Both of these packages are highly expandable with add-ons, which is handy. One that is hilarious and completely useless is Bork Bork Bork! an extension to view webpages as though read by the Swedish Chef. One that I’m fond of is the calendar extension… for the old Mozilla suite. Unfortunately, it doesn’t seem to work with the current Firefox or Thunderbird, and has somehow perversely spun off into its own stand-alone program Sunbird. One sad downside of this spin-off is that since it no longer has a bundled email client, the email reminders no longer work. These were great for using my calendar at home to email me reminders while I was at work. The only problem was when I forgot to put my meetings in the calendar in the first place.

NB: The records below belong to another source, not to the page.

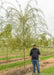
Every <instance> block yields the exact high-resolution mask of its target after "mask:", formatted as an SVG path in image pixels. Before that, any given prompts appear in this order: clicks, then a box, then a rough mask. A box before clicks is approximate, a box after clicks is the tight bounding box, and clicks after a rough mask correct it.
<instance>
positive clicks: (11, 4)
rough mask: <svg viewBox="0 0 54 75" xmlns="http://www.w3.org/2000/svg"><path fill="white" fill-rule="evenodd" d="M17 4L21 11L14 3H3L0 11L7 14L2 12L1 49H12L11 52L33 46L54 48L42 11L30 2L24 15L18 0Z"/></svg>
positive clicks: (1, 22)
mask: <svg viewBox="0 0 54 75" xmlns="http://www.w3.org/2000/svg"><path fill="white" fill-rule="evenodd" d="M4 4H6V7H4ZM16 4H17V6H18V7H19V9H18V8H15V5H13V4H12V3H9V2H1V5H0V8H1V9H0V11H1V12H2V10H3V11H4V12H5V13H4V14H2V13H1V12H0V14H1V15H0V48H1V47H10V48H11V50H15V49H17V48H22V47H26V48H30V47H31V46H32V45H33V44H36V45H37V46H39V47H40V46H41V47H45V46H47V47H54V38H53V37H52V36H51V35H50V34H49V33H48V32H47V29H48V28H47V24H46V21H45V18H44V14H43V12H42V10H41V9H39V8H36V7H32V5H31V1H29V2H28V3H27V5H26V7H25V10H24V13H23V10H22V9H21V5H20V4H19V2H18V1H17V0H16ZM35 4H36V3H35ZM47 36H50V38H47Z"/></svg>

Correction: If you search for the calendar on its own, rather than from the Thunderbird extensions, you’ll find the days-old update that does work with the current version of Thunderbird. Sadly, it didn’t automagically import the events from my old calendar install. Everything else seems to work just fine, though. Another disappointment is that in the old Mozilla Suite, the calendar had a start menu icon of a calendar, now it shares the same icon as Thunderbird.

So I don’t really know what I’m going to do now. Tonight I installed Firefox & Thunderbird, and this is the first blog post I’m writing on it. These are all minor problems, and I still prefer this over IE/OE, but I have a feeling I might slip back towards SeaMonkey. Of course, I can see how for many people, the stand-alone Firefox is better. After all, many people only have webmail accounts now, and so have no need for a POP/IMAP client like Thunderbird. Plus, separate programs (even though they are incestually related in their rich content message rendering) is the way Micro$oft does things, so why shouldn’t Mozilla follow that lead?

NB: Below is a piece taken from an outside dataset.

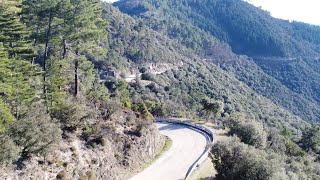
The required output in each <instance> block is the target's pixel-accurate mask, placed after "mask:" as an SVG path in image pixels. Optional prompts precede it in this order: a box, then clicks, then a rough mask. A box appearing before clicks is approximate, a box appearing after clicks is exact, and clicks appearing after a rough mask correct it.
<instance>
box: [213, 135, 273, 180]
mask: <svg viewBox="0 0 320 180" xmlns="http://www.w3.org/2000/svg"><path fill="white" fill-rule="evenodd" d="M211 153H212V155H213V163H214V165H215V168H216V170H217V171H218V175H217V176H216V178H217V179H237V180H260V179H261V180H269V179H270V180H271V179H273V177H274V173H275V170H276V169H277V168H276V167H274V166H273V164H274V165H277V164H278V163H273V161H274V160H273V159H270V157H268V154H267V153H265V152H264V151H263V150H258V149H255V148H253V147H250V146H248V145H246V144H243V143H241V142H240V141H239V139H238V138H237V137H233V138H229V139H228V140H227V141H223V142H218V143H216V144H215V145H214V146H213V147H212V150H211Z"/></svg>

Some quick tips for new Firefox/Mozilla users:

  • F11 will get rid of the title bar and status bar, making your viewable page area as large as possible. F11 again to bring it all back.
  • CTRL-T opens a new tab; CTRL-N for a new window.
  • CTRL-click a link to open it in a new tab.
  • The bookmarks toolbar is a handy way to keep those most essential dozen or so bookmarks readily available. If you don’t really need it though, then you might as well uncheck it from the “view” menu and give yourself another line of viewable page space.
  • You can use Thunderbird to subscribe to blogs and get them automagically downloaded to your computer just like an email message. It’s not as pretty, but it can be faster. Note that this does work for my site, unlike the live bookmarks. I’m in the process of writing a quick tutorial on it, watch the page pane on the right for more.

One Response to “Firefox & Thunderbird”

  1. netbug Says:

    I use IE and Outlook.

    I shouldn’t.

    But I do.

    I need a new PC. I think I mentioned this.